Unscrew the DCC board as shown in the picture above. You can see the pin numbers on the bottom of the board (P1, P2, P3, P4, P5, P6).

 

Remove the black plastic coverings and desolder all the wires that attached to the DCC socket board. Because of the fact that this locomotive uses 4 different lights (forward headlight, reverse headlight, and two number board lights) a four function decoder needed to be used. The space is very confined so we decided to use our small M4 with a short harness (M4P-SH). The voltages of the bulbs that came with the locomotive are not identified in the locomotive manual, so we replaced them with 3mm LEDs. Remember to use a 680 ohm resistor in series with every LED. Here is the pin configuration for this installation:

 

Pin 1 (P1) - Red motor wire (thick red wire)

Pin 2 (P2) - Reverse headlight

Pin 3 (P3) - unused

Pin 4 (P4) - Black power pick-up wire

Pin 5 (P5) - Black motor wire (thick black wire)

Pin 6 (P6) - Forward headlight wire

Pin 7 (P7) - Common pin for lights (LED anode)
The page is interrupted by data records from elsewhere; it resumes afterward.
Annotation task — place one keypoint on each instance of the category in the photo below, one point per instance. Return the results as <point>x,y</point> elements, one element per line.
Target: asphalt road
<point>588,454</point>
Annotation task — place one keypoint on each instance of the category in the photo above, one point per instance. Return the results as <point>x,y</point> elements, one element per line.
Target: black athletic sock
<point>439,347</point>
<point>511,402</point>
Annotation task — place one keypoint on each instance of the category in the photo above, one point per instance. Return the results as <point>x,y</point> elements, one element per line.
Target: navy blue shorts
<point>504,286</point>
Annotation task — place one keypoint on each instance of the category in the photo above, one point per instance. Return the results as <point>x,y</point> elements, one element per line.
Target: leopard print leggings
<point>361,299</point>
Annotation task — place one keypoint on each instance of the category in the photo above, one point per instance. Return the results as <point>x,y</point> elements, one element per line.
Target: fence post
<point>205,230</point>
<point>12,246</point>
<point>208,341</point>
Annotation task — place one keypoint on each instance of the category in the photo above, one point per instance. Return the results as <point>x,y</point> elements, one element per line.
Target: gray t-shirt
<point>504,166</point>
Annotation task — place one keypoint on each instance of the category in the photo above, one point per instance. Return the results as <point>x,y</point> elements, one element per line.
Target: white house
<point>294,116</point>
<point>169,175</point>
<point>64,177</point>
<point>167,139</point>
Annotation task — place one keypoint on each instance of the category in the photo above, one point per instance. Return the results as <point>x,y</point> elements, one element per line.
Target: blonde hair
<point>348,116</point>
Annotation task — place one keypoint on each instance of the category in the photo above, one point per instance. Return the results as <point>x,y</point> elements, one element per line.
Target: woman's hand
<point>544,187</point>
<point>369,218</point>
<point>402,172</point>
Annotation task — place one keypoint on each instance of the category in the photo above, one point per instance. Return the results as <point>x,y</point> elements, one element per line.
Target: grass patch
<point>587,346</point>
Pin 8 (P8) - Red power pick-up wire

Green wire (from the decoder) - Forward number board lights

Purple wire (from the decoder) - Reverse number board lights.

 

One side of the 680 Ohm voltage limiting resistors that are used for every LED should be soldered to the LED's cathode and the other side should be soldered to the proper pin/wire for that LED. The anode of each LED should be soldered to Pin 7 (Common pin for lights). For more information see the literature that comes with your M4 decoder.

 

A 3mm LED is too large to fit into the fixture for the front headlight, so we used a surface mount LED (as you can see in the picture above)

 

Make sure you place some tape under the original DCC plug (kapton tape used in this example) to make sure there is no electrical connection between the chassis and the board. Insert the M4P-SH so that the orange wire of the harness is lined up with pin 1 (P1) of the DCC socket.

 

Here is the picture of the final installation right before the shell placement. Do not forget to reinstall both couplers that you removed in the first step.

 

 


Other solder tips: When stripping wire, only strip a tiny little bit of the insulation. Strip no more then a 1/64 of an inch. When the wire gets tinned with solder the insulation will shrink back more. Try to not expose any more wire then half the length of the solder pad at most. In no case should solder or exposed wire wire ever be outside the boundary of the the solder pad you are attaching a wire to.